Jour de décision de la Fed — et le marché a intégré une probabilité de 90% de hausse.
Réfléchissez-y une seconde. Des données économiques mitigées. Une demande aux quatre coins. Du côté de l’offre, c’est encore fragile. Plusieurs responsables de la Fed ont un ton plutôt accommodant. Le président Powell essaie littéralement d’empêcher le marché de se contenter de se refléter lui-même.
Et pourtant : 90%.
Pendant ce temps, les traders restent collés au dot plot comme s’il s’agissait d’une sorte de texte sacré — même si davantage de gens admettent que les orientations prospectives sont devenues un vrai bazar.

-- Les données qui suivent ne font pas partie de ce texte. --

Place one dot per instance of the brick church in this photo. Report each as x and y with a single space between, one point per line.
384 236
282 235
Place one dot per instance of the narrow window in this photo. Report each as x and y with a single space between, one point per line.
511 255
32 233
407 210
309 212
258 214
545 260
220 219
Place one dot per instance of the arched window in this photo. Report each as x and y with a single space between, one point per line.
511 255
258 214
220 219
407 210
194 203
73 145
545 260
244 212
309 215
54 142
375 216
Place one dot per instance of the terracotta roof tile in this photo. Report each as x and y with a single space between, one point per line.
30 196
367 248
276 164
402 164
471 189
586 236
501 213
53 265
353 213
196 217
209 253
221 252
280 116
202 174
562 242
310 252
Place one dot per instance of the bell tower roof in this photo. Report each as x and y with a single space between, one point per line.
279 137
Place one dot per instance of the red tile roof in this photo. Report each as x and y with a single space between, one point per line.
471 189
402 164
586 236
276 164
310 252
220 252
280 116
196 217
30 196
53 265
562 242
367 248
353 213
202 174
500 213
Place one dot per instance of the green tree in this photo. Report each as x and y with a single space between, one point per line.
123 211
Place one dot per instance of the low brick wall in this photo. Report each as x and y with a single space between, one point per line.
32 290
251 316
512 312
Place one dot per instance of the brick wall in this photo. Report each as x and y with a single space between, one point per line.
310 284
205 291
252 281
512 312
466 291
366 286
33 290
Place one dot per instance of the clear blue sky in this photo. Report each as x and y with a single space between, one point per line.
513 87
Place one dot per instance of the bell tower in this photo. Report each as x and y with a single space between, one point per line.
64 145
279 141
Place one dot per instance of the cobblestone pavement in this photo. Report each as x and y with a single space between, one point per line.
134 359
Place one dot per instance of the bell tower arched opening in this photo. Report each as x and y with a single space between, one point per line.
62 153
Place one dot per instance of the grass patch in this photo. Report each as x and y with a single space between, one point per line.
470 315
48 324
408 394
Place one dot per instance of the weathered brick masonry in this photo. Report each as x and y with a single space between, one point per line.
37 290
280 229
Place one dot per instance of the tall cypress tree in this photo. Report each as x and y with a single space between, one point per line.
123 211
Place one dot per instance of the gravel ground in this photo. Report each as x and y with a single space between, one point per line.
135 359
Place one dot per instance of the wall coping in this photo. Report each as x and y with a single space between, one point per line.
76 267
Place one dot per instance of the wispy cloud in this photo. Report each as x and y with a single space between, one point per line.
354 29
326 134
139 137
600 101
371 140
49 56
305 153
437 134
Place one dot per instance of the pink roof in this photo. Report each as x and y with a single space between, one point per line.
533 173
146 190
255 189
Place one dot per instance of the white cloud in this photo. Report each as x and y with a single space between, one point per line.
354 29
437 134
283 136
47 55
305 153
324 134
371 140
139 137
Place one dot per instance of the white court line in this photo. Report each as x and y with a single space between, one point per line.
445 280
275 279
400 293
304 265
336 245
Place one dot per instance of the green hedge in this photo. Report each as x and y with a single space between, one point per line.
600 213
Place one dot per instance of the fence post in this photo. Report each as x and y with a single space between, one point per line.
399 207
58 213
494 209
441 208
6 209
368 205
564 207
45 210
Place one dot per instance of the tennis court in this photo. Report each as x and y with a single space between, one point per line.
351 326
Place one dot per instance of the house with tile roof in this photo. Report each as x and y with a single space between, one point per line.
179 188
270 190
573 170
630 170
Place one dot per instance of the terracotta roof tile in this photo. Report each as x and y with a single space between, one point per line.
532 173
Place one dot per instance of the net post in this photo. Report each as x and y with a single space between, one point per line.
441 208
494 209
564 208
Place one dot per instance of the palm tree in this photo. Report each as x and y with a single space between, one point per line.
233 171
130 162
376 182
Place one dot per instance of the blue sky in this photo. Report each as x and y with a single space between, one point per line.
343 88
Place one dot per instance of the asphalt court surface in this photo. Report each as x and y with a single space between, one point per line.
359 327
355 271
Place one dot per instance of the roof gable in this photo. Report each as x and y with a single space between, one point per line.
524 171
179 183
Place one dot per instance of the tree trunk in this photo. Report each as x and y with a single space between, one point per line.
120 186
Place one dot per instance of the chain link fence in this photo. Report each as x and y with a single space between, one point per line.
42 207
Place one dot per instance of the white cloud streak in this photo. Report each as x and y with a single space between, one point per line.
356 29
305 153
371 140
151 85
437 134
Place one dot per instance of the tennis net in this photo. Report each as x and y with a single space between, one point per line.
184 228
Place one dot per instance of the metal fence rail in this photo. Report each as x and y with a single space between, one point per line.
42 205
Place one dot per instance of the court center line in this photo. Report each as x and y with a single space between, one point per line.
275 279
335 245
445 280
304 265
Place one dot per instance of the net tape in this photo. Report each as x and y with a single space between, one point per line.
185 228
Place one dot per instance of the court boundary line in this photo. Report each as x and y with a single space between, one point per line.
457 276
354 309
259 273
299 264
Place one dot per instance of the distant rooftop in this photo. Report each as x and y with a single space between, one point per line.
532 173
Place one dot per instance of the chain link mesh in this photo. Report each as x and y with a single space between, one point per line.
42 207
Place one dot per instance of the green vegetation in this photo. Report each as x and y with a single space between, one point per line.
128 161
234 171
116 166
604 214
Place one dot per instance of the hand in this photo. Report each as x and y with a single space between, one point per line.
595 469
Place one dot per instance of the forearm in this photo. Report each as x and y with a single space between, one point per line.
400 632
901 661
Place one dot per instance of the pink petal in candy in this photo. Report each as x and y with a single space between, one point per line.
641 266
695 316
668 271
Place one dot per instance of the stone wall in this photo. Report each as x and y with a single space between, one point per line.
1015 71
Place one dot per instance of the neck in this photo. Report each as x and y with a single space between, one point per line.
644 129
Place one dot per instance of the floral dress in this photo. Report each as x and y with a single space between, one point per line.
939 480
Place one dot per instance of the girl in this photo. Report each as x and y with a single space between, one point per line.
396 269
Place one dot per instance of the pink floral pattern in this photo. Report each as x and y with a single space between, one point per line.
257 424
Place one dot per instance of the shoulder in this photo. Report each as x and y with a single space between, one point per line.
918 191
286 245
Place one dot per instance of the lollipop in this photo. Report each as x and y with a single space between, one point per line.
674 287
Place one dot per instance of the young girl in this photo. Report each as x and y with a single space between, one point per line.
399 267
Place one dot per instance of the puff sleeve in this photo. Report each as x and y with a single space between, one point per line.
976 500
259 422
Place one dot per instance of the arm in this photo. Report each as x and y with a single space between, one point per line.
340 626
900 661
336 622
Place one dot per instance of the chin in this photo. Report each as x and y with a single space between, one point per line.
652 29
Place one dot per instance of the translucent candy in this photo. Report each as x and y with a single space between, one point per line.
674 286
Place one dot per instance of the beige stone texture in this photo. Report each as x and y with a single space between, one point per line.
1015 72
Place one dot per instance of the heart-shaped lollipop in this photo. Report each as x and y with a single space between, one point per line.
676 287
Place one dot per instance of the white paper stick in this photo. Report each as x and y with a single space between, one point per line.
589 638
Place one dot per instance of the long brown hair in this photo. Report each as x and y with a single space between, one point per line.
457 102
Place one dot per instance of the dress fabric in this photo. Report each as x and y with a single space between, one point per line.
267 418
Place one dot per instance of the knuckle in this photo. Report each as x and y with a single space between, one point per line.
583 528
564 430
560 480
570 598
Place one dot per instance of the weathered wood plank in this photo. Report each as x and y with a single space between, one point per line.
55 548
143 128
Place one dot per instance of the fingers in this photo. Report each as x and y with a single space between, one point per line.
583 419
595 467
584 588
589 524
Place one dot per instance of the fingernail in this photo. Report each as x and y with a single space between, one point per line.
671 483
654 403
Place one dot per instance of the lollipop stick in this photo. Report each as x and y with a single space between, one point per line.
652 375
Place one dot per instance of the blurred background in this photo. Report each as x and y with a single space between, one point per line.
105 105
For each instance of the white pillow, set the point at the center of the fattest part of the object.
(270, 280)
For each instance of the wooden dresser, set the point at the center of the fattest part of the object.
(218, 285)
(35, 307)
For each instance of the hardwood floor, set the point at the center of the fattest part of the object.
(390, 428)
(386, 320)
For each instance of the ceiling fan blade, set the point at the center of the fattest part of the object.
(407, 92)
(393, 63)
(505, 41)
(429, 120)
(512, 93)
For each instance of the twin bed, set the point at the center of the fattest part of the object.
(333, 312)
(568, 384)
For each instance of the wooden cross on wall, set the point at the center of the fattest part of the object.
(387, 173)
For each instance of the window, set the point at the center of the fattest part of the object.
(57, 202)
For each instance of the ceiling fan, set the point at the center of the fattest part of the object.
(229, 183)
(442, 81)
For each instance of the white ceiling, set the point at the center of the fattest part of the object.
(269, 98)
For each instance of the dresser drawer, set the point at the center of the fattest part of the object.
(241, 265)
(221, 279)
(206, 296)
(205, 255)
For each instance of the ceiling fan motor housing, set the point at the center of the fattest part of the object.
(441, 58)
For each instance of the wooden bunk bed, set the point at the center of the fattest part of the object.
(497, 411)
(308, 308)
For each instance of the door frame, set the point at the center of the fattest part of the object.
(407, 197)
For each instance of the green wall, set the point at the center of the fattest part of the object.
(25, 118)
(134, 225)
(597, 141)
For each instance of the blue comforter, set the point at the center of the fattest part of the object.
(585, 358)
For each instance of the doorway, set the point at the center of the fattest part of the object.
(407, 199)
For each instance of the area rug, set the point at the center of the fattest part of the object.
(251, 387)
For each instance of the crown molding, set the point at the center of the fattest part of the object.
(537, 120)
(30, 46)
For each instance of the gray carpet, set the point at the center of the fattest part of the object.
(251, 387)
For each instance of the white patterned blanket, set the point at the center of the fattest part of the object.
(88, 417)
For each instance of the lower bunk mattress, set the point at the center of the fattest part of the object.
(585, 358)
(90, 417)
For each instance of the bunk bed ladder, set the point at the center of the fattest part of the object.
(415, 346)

C’est ce qui se passe après des années de guidage. La Fed a appris à tout le monde à se cramponner à chaque mot, à se focaliser sur des données rétrospectives, et à faire confiance à des prévisions qui se sont révélées extrêmement erronées. Rompre cette habitude ? Presque impossible.
La relation entre la Fed et les marchés est devenue interdépendante. Et voir cette relation essayer d’évoluer en temps réel est fascinant — et inconfortable.
Réfléchissez-y une seconde. Des données économiques mitigées. Une demande aux quatre coins. Du côté de l’offre, c’est encore fragile. Plusieurs responsables de la Fed ont un ton plutôt accommodant. Le président Powell essaie littéralement d’empêcher le marché de se contenter de se refléter lui-même.
Et pourtant : 90%.
Pendant ce temps, les traders restent collés au dot plot comme s’il s’agissait d’une sorte de texte sacré — même si davantage de gens admettent que les orientations prospectives sont devenues un vrai bazar.
C’est ce qui se passe après des années de guidage. La Fed a appris à tout le monde à se cramponner à chaque mot, à se focaliser sur des données rétrospectives, et à faire confiance à des prévisions qui se sont révélées extrêmement erronées. Rompre cette habitude ? Presque impossible.
La relation entre la Fed et les marchés est devenue interdépendante. Et voir cette relation essayer d’évoluer en temps réel est fascinant — et inconfortable.